Former president Sankara ghost hangs over Burkina Faso turmoil.Drive Hot News

 Former Burkina Faso president
Former Burkina Faso president Thomas Sankara. Photo by Agencies 

Ouagadougou- In the early hours of a night in 1987, one of Africa’s youngest leader, Thomas Sankara, was murdered and quietly and quickly buried in a shallow grave.
Now, the man widely believed to be behind it, Burkina Faso’s president, has watched as his parliament was set ablaze by furious protesters who want him gone.
Many of the protesters say the history of the slain 1980s leader partly inspired them to rise against Blaise Compaore, who has been in power for 27 years and was trying, by a vote in parliament, for another five.
Though some see Sankara as an autocrat who came to office by the power of the gun, and who ignored basic human rights in pursuit of his ideals, in recent years he has been cited as a revolutionary inspiration not only in Burkina Faso but in other countries across Africa.
In the weeks before the current chaos, Al Jazeera spoke to people in the capital, Ouagadougou, and found many who predicted that Sankara’s memory, and Compaore’s attempt to seek another five-year term, may soon spark an uprising.
At the time of his assassination Sankara was just 37 and had ruled for only four years.
But his policies, and his vision, are still cherished both by some locals who were around when he was in power and, significantly, by many young people who were born since his death.
His killing was the fifth coup since the nation won independence from France and the main beneficiary was Compaore, who quickly took his place.
Naming a nation
Until that night, the two had often been referred to as best friends.
Although there is less poverty now than back then, a growing number of Burkinabés had, in recent years, started to feel that Sankara’s nationalisation policies may have made the perpetually arid nation a more prosperous and self-reliant place than it is today.
“Sankara wanted a thriving Burkina Faso, relying on local human and natural resources as opposed to foreign aid,” retired professor of economics, Noel Nébié, told Al Jazeera.
“And starting with agriculture, which represents more than 32 per cent of the country’s GDP and employs 80 percent of the working population, he smashed the economic elite who controlled most of the arable land and granted access to subsistence farmers.
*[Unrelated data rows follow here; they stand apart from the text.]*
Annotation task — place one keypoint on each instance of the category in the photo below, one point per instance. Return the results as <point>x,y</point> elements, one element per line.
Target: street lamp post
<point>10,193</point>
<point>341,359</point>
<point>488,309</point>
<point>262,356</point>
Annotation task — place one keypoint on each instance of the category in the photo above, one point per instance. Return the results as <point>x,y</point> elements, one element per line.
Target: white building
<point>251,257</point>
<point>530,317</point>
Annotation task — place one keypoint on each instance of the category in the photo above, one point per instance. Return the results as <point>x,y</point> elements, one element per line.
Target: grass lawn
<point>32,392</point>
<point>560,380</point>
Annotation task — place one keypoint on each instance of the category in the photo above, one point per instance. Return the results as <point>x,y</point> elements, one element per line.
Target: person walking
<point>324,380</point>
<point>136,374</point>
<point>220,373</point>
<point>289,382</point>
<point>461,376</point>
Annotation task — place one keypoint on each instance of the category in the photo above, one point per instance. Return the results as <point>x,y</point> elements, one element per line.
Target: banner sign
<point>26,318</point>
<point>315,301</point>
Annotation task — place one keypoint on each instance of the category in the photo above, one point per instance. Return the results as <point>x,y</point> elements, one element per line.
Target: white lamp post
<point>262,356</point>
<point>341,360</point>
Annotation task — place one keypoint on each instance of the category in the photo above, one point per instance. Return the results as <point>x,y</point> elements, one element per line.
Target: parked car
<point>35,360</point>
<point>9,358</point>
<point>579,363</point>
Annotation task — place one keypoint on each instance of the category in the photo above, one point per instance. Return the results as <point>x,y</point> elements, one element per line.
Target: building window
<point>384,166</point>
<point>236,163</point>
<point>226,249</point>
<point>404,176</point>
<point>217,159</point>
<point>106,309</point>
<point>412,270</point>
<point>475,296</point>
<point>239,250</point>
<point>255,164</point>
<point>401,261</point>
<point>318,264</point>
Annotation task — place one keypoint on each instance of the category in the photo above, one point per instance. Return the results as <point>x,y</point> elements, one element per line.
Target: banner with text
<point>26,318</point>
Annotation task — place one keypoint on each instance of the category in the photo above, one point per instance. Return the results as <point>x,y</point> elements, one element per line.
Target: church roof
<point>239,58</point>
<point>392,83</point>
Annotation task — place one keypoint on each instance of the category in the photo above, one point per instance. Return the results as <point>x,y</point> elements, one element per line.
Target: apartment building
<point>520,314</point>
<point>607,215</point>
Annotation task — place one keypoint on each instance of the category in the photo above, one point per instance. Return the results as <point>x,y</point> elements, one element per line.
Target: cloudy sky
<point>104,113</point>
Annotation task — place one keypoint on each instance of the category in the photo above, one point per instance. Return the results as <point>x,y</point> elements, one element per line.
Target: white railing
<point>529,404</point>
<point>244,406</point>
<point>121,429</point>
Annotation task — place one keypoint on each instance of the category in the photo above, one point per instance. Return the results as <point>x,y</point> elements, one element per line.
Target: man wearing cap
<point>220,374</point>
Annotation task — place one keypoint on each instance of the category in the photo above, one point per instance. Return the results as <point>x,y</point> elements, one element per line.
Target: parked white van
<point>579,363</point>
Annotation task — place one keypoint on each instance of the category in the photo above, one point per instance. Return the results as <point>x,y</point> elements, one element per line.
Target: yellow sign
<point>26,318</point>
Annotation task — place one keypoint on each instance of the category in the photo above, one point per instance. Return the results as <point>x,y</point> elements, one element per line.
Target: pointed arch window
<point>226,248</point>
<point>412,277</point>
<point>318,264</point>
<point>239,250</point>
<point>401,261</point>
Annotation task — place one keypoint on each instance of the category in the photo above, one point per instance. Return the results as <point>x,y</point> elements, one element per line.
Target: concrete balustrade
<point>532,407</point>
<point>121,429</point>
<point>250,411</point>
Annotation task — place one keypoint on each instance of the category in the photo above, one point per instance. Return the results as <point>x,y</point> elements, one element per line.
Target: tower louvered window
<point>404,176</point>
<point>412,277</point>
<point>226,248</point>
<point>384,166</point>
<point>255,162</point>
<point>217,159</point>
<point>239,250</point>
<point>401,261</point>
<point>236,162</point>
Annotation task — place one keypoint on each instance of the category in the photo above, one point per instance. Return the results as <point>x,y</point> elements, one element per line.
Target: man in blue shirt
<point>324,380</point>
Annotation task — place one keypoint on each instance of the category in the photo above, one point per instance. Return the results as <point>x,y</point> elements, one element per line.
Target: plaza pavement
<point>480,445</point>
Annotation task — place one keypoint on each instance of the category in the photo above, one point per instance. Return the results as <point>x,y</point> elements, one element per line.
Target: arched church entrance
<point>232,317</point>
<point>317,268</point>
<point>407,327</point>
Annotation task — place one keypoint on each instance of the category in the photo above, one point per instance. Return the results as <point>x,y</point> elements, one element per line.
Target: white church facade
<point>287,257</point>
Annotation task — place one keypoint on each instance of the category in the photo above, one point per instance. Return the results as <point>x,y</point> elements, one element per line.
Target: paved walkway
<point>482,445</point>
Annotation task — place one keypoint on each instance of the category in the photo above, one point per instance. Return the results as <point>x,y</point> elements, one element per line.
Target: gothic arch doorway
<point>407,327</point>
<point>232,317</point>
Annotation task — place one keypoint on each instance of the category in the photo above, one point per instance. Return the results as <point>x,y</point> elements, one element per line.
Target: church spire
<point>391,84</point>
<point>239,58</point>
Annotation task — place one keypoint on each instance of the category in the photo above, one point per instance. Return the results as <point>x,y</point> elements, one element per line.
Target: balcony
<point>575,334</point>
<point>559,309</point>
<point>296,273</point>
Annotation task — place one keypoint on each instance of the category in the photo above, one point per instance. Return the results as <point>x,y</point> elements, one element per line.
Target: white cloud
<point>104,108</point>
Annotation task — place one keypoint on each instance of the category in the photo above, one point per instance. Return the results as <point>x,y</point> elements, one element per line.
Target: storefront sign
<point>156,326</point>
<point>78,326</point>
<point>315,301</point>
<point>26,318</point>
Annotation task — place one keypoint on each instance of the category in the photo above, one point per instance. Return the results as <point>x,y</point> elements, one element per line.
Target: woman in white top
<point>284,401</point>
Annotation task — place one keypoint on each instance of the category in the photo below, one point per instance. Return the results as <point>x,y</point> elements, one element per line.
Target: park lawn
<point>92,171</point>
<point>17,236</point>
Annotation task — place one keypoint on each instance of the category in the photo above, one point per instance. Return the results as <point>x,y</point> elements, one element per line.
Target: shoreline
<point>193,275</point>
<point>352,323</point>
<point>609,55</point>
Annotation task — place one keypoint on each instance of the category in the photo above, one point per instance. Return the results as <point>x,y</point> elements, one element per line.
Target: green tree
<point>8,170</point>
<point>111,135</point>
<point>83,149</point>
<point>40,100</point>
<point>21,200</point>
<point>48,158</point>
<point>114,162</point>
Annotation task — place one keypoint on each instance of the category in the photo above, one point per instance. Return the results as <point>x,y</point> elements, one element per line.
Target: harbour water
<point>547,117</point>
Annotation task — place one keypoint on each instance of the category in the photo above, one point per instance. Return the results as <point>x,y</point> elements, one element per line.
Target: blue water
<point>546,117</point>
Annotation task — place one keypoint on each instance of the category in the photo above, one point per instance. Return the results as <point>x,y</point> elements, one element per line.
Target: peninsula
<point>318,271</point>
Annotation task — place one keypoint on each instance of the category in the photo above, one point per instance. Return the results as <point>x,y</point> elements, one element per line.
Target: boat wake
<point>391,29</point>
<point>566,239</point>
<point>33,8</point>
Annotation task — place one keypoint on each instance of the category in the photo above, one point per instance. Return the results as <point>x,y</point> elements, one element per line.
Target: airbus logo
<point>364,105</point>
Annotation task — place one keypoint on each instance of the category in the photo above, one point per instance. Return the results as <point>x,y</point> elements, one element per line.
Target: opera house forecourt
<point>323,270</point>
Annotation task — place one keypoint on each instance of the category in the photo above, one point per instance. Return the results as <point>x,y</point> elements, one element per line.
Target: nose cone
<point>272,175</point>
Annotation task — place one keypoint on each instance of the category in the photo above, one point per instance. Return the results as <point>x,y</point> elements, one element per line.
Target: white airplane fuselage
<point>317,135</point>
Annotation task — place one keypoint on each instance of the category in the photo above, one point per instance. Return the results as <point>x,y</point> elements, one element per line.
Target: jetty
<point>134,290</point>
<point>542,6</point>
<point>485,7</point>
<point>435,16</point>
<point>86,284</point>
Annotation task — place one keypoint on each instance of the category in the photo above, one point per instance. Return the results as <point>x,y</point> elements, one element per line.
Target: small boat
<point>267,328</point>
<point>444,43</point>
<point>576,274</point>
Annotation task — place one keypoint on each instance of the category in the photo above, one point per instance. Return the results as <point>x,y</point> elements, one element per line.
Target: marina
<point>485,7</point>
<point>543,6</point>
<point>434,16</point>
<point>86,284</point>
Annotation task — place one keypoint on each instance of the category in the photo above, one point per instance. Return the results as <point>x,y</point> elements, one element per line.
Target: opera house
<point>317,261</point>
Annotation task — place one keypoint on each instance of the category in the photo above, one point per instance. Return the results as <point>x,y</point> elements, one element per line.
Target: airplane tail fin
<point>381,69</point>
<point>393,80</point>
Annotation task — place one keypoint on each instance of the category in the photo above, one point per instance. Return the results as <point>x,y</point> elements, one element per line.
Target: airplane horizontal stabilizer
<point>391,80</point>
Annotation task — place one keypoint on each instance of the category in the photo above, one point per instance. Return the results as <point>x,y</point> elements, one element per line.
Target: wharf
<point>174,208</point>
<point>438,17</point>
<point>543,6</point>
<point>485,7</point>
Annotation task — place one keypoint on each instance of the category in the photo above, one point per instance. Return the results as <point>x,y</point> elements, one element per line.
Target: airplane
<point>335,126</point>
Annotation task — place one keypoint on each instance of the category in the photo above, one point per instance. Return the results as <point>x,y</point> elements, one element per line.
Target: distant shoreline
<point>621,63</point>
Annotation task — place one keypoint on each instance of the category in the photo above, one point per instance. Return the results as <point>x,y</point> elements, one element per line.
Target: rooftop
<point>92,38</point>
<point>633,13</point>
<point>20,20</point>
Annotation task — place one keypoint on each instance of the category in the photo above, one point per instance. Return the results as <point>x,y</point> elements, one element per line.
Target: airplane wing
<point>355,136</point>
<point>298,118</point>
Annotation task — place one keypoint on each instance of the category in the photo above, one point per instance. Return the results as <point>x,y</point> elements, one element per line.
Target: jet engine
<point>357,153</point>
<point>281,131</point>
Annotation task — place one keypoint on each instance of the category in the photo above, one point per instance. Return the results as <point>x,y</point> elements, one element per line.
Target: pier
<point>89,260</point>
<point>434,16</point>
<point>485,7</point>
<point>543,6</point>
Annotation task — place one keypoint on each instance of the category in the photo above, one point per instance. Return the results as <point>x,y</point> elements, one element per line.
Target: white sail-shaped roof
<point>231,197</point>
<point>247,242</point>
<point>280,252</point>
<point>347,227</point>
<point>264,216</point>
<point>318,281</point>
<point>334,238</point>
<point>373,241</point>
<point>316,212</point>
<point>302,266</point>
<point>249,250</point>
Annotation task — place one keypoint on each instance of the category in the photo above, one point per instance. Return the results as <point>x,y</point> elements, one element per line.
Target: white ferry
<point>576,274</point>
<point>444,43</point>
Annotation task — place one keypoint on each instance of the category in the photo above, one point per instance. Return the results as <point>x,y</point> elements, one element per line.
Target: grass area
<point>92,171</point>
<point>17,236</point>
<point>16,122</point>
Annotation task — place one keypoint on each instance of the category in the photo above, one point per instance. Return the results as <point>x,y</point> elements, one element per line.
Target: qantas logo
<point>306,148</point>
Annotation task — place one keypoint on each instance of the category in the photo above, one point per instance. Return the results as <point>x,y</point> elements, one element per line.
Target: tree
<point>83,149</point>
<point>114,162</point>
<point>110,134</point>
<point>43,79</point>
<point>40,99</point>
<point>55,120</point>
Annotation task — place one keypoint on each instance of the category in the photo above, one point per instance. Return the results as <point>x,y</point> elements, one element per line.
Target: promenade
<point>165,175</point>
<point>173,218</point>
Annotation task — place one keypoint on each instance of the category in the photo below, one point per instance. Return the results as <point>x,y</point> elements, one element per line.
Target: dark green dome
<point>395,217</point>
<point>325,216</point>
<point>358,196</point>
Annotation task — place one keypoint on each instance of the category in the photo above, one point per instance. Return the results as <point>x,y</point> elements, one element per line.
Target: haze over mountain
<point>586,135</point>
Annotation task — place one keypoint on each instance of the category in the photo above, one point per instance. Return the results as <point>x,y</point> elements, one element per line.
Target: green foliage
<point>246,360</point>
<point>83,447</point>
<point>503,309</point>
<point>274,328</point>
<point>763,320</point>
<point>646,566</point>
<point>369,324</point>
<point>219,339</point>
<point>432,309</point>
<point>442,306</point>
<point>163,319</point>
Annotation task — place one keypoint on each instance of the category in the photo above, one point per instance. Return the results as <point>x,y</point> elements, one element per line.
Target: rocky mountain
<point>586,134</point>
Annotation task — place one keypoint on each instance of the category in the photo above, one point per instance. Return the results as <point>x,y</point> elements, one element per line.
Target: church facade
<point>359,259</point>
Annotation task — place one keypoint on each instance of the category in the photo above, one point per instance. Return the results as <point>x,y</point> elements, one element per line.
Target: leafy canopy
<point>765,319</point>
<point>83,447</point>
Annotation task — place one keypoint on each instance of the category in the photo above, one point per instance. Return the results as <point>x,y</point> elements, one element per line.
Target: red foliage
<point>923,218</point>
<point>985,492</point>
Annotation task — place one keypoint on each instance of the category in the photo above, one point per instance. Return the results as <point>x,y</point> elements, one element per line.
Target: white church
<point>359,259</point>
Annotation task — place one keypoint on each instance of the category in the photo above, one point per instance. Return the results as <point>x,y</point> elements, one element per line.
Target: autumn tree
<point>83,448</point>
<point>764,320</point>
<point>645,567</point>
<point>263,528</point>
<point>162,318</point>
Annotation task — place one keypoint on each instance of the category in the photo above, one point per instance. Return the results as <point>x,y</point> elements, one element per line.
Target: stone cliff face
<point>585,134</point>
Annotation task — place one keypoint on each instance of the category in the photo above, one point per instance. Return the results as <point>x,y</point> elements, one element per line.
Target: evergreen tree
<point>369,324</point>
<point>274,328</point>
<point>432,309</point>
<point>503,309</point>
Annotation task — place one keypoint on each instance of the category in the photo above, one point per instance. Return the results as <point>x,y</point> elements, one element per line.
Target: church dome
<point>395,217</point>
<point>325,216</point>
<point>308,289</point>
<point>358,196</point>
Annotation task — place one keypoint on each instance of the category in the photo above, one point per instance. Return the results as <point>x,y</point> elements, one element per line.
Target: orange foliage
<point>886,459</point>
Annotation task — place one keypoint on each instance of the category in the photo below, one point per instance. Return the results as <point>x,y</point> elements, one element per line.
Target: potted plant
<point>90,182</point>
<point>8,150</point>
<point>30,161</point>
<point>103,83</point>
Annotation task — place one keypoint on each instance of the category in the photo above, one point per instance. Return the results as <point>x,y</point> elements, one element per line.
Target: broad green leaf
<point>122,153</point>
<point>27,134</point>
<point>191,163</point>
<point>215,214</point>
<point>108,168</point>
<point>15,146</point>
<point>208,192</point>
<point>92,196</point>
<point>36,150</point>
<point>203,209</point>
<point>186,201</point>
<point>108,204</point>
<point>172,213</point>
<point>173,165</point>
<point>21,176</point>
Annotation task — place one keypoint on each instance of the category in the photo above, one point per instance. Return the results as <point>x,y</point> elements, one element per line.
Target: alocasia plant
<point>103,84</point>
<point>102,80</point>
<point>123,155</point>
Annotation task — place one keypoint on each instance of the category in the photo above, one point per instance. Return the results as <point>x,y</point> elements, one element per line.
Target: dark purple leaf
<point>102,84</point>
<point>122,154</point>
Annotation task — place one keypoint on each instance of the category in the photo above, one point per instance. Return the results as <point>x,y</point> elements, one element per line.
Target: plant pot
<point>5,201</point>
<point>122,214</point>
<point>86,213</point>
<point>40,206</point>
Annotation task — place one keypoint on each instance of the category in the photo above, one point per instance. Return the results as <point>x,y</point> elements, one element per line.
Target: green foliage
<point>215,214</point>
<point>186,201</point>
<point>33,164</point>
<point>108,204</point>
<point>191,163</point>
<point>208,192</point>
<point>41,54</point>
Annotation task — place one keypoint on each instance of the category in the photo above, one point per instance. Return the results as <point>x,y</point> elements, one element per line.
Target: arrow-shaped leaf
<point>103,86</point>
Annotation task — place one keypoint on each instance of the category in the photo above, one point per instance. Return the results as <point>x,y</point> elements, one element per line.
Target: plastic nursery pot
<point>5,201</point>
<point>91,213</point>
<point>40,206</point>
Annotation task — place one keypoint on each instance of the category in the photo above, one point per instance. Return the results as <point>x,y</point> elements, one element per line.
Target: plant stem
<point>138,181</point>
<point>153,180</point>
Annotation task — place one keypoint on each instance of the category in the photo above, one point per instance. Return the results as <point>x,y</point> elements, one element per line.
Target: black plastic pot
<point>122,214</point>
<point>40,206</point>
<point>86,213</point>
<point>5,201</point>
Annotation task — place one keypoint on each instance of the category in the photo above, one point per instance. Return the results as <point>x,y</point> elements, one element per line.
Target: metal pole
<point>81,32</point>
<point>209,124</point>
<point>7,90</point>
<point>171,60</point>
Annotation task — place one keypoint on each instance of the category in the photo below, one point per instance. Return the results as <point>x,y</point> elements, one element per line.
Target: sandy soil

That improved production making the country almost self-sufficient.”
Initially known as the Republic of Upper Volta, after the river, in 1984 Sankara changed the country’s name to Burkina Faso, meaning Land of the Upright People, and he soon made that name the symbol of his nationalisation crusade.
Some say the fact he authored his nation’s name has kept his memory alive.
“When you wake up in the morning and you remember you are a Burkinabe, you automatically recall the person who thought up that local name and stamped it on us,” Ishmael Kaboré, a 47-year-old lawyer in Ouagadougou, told Al Jazeera.
“At first, people felt the name Burkina Faso was odd, awkward and far from the modern and foreign names other countries were bearing in Africa.
“But they realised after his death that Sankara wanted to give us a unique and special identity that tells our history and depicts our character,” Mr Kaboré said.
Sankara was a determined pan-Africanist, whose foreign policies were largely centred on anti-imperialism. His government spurned foreign aid and tried to stamp out the influence of the International Monetary Fund and the World Bank in the country by adopting debt reduction policies and nationalising all land and mineral wealth.